2. What resources are currently available in my cluster, both used and total?
3. What are the objects currently in my cluster?
For this, you can use the global state API.
Context: Ray Processes
----------------------
For context, when using Ray, several processes are involved.
- Multiple **worker** processes execute tasks and store results in object
stores. Each worker is a separate process.
- One **object store** per node stores immutable objects in shared memory and
allows workers to efficiently share objects on the same node with minimal
copying and deserialization.
- One **raylet** per node assigns tasks to workers on the same node.
- A **driver** is the Python process that the user controls. For example, if the
user is running a script or using a Python shell, then the driver is the Python
process that runs the script or the shell. A driver is similar to a worker in
that it can submit tasks to its raylet and get objects from the object
store, but it is different in that the raylet will not assign tasks to
the driver to be executed.
- A **Redis server** maintains much of the system's state. For example, it keeps
track of which objects live on which machines and of the task specifications
(but not data). It can also be queried directly for debugging purposes.
Node Information
----------------
To get information about the current nodes in your cluster, you can use ``ray.nodes()``:
.. autofunction:: ray.nodes
:noindex:
.. code-block:: python
>>> import ray
>>> ray.init()
>>> ray.nodes()
[{'ClientID': 'a9e430719685f3862ed7ba411259d4138f8afb1e',
'IsInsertion': True,
'NodeManagerAddress': '192.168.19.108',
'NodeManagerPort': 37428,
'ObjectManagerPort': 43415,
'ObjectStoreSocketName': '/tmp/ray/session_2019-07-28_17-03-53_955034_24883/sockets/plasma_store',
'RayletSocketName': '/tmp/ray/session_2019-07-28_17-03-53_955034_24883/sockets/raylet',
'Resources': {'CPU': 4.0},
'alive': True}]
The above information includes:
- `ClientID`: A unique identifier for the raylet.
- `alive`: Whether the node is still alive.

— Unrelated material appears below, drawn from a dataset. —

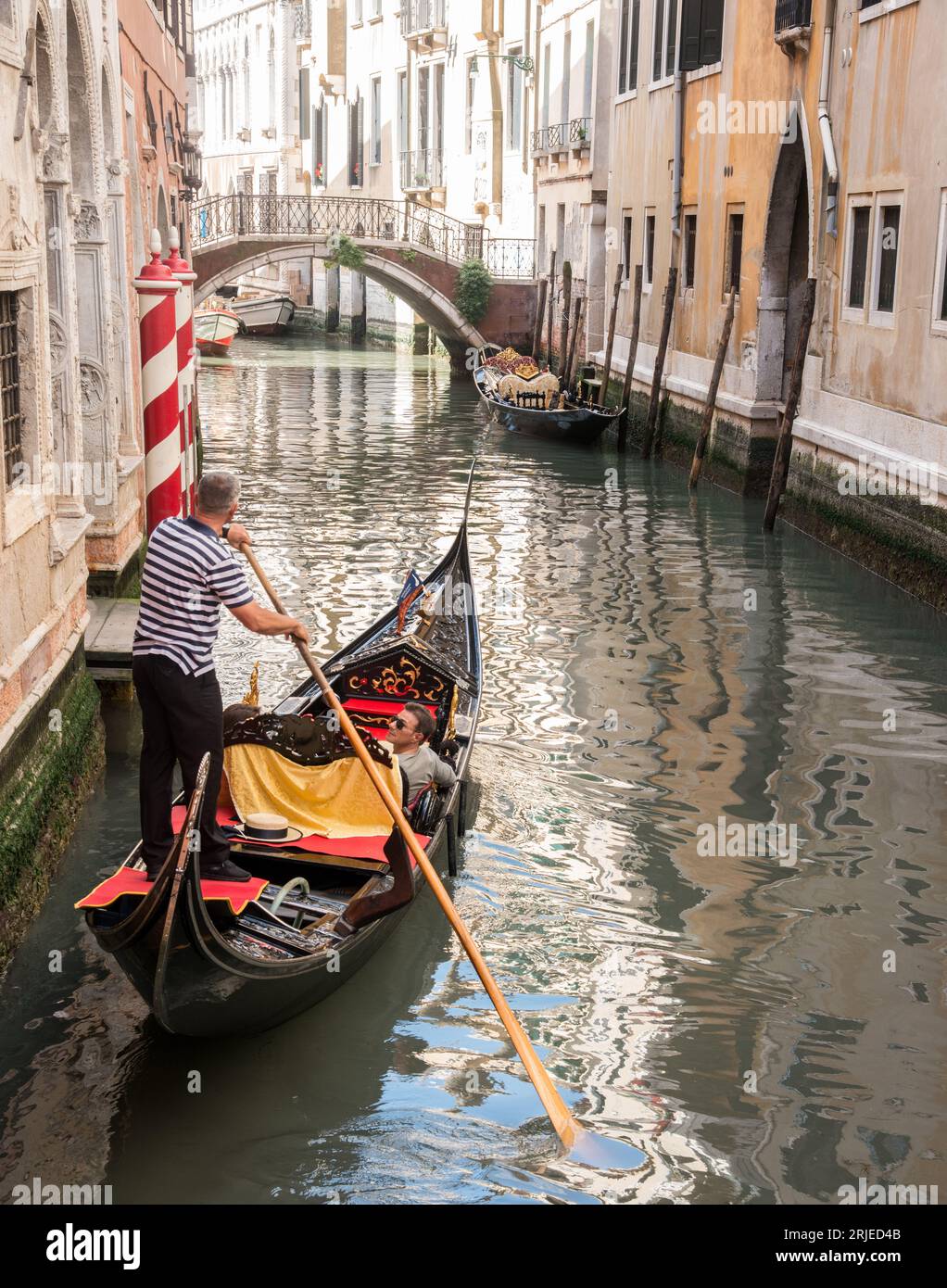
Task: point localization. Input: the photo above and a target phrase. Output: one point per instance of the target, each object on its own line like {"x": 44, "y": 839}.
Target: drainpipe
{"x": 825, "y": 124}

- `NodeManagerAddress`: PrivateIP of the node that the raylet is on.
- `Resources`: The total resource capacity on the node.
Resource Information
--------------------
To get information about the current total resource capacity of your cluster, you can use ``ray.cluster_resources()``.
.. autofunction:: ray.cluster_resources
:noindex:
To get information about the current available resource capacity of your cluster, you can use ``ray.available_resources()``.
.. autofunction:: ray.cluster_resources
:noindex:
Object Information
------------------
To get information about the current objects that have been placed in the Ray object store across the cluster, you can use ``ray.objects()``.
.. autofunction:: ray.objects
:noindex: